BY CHENE KOPPITZ
Chene Koppitz is the Communications and Marketing Coordinator at the Flint Institute of Arts.
FLINT – Growing up in the American south during the 1960s and 1970s, photographer Jerry Taliaferro rarely saw black women “portrayed as objects of desire,” despite knowing – and being personally affected by – beautiful African-American women. From his best friend’s lovely sister to the grade school teacher he believed “was the most beautiful woman ever,” the beauty the soon-to-be adult Taliaferro saw in his community was not reflected on television and movie screens, magazine pages, or billboards. When black women did enter the collective American consciousness, these women, although beautiful, fit within a Eurocentric notion of attractiveness. Where was “the jet black goddess with skin like glass, the caramel toned Amazon, or the great grandmother whose beauty defies time?” With these women and more in mind, he launched “Women of a New Tribe,” a traveling, multi-decade photographic celebration of the black woman.

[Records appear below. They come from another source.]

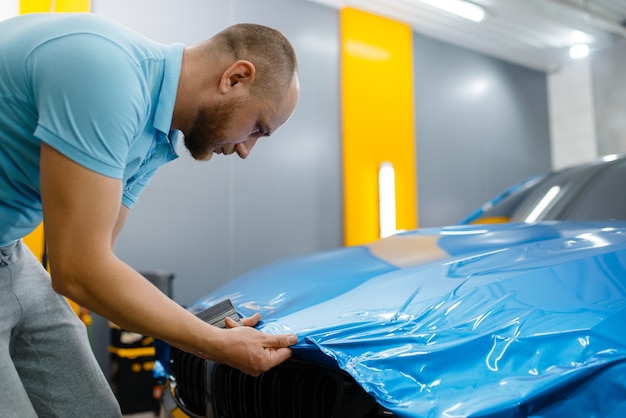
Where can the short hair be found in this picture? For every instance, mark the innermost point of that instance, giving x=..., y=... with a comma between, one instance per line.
x=268, y=49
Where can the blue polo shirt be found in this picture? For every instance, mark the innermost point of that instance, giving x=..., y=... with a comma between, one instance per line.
x=97, y=92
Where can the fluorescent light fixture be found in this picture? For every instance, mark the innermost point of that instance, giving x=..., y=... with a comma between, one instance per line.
x=543, y=204
x=8, y=9
x=461, y=8
x=579, y=51
x=387, y=199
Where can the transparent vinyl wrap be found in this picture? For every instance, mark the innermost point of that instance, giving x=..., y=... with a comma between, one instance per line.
x=508, y=320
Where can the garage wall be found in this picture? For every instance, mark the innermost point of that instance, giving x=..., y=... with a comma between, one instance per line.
x=209, y=222
x=481, y=125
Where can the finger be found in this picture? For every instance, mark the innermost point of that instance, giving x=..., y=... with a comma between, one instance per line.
x=281, y=341
x=251, y=320
x=230, y=323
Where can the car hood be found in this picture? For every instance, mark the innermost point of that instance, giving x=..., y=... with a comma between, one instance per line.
x=499, y=320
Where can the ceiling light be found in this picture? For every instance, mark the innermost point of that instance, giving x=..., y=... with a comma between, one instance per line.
x=579, y=51
x=461, y=8
x=8, y=9
x=387, y=199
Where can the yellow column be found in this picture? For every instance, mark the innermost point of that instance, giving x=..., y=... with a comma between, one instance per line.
x=378, y=121
x=39, y=6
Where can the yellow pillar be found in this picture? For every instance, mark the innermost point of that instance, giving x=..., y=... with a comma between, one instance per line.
x=43, y=6
x=378, y=121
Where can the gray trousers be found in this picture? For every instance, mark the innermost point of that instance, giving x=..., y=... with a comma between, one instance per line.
x=47, y=367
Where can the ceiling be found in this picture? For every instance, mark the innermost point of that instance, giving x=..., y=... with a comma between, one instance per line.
x=532, y=33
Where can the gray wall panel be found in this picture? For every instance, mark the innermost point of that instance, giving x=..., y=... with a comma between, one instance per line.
x=481, y=125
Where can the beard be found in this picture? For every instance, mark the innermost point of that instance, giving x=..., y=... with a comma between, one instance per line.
x=208, y=130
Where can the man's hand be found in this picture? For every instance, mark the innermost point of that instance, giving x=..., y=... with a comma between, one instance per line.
x=251, y=351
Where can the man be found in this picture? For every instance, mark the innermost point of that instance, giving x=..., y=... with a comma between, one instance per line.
x=88, y=111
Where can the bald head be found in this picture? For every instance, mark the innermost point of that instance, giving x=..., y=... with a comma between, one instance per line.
x=267, y=49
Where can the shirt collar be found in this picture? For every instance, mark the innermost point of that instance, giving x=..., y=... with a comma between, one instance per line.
x=167, y=96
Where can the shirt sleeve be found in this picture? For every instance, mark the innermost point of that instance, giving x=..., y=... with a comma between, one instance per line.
x=91, y=100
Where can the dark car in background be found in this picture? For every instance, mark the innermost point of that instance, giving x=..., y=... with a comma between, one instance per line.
x=518, y=311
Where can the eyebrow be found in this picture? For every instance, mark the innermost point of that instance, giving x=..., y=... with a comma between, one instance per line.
x=264, y=129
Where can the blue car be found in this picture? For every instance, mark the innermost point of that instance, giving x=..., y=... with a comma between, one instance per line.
x=518, y=311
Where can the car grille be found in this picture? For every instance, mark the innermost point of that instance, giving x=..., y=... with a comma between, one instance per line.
x=293, y=389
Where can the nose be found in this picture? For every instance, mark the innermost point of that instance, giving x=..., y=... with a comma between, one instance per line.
x=244, y=148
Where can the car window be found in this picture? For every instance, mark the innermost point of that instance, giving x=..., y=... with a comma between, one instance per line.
x=549, y=198
x=604, y=199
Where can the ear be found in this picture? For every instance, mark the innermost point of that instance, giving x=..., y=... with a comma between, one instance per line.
x=240, y=74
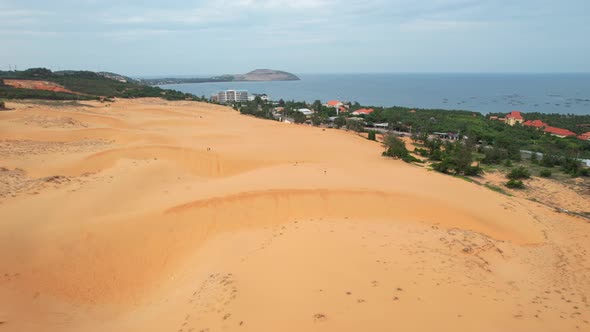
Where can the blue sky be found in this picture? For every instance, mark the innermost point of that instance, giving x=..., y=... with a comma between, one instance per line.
x=302, y=36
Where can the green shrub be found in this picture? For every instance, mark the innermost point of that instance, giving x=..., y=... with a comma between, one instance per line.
x=395, y=147
x=472, y=171
x=339, y=122
x=515, y=184
x=422, y=152
x=519, y=173
x=545, y=173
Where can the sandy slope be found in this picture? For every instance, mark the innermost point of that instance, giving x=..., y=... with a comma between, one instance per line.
x=156, y=216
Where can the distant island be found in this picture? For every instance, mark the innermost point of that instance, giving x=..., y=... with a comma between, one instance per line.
x=258, y=75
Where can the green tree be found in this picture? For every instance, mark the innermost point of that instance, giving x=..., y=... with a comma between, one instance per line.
x=519, y=173
x=372, y=135
x=396, y=147
x=339, y=122
x=299, y=117
x=356, y=125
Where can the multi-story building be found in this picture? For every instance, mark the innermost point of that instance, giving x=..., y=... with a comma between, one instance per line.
x=229, y=96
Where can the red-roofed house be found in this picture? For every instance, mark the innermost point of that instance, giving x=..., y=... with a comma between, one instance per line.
x=334, y=103
x=559, y=132
x=363, y=111
x=514, y=117
x=535, y=123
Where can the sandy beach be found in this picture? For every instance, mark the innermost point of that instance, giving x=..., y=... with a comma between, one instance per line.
x=148, y=215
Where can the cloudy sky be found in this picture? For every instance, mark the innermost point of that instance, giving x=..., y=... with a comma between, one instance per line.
x=169, y=37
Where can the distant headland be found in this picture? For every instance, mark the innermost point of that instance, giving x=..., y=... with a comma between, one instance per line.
x=258, y=75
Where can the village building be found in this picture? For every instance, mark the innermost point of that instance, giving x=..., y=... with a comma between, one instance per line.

Across the U.S., in spaces as varied as the Miami International Airport, the University of Arkansas campus, and the Flint Institute of Arts, Taliaferro asks the community to choose the women who appear in “Women of a New Tribe.”
In Flint, more than 100 women were nominated and 50 were randomly selected, with 49 women ultimately appearing in the FIA’s exhibition, which runs through April 15. Representing an enormous cross-section of the city’s African-American women, Flint’s “Women of a New Tribe” presents portraits of women from their 20s into their 90s, all photographed in sumptuous black-and-white, reminiscent of 1930s and 1940s Hollywood glamour photography. Criteria for nomination included having a positive impact on individuals and/or groups, assisting within the community, and creating positive change and all selected women provided three words or phrases to describe themselves. Words relating to family – daughter, mother, wife – as well as work were common, but one woman’s inclusion of “Lifelong Flintstone” should bring smiles to the faces of anyone familiar with that uniquely Vehicle City term.
Multiplicity shines through the images. Tight close-ups mix with nearly full body shots. Women in opulent attire appear next to women wearing uniforms. The chosen descriptors, which appear in the exhibition catalogue along with each woman’s portrait, offer viewers insight into the lives of not only these subjects, but also how African-American women see themselves in 2017.
Participant Audrey Dismond, photographed in a tank top and tool belt, said she thought for “a considerable amount of time” before choosing her three words.
“I settled on what has been my mission for all of my adult life, the empowerment of women,” she explained. Despite feeling somewhat limited, the trio she chose – warrior, entrepreneur, and retired – reflect perfectly on the woman featured in one of the exhibit’s most striking photos. Dismond “created [her] own platform” in the field of residential building (entrepreneur), but has since moved on (retired). She remains “forever highly motivated regarding” her mission to “fight fiercely for what [she] believes in – equality,” making her a lifelong warrior. As an out woman, she hopes her inclusion in “Women of a New Tribe,” as well as the “positivity in being proud of who God” made her, resonates with those who see the exhibit, “no matter what the sexual preference.”
Commenting on the challenges the show presents to traditional notions of feminine beauty, this Flint warrior noted, “Femininity is a misplaced barometer for womanly beauty. I patterned myself after a long lineage of strong women, unencumbered by gender norms and surrounded by love. I hope that my strength and confidence reaches those who may be struggling. No matter how you look, what you wear, or whom you love matters, you are worthy.”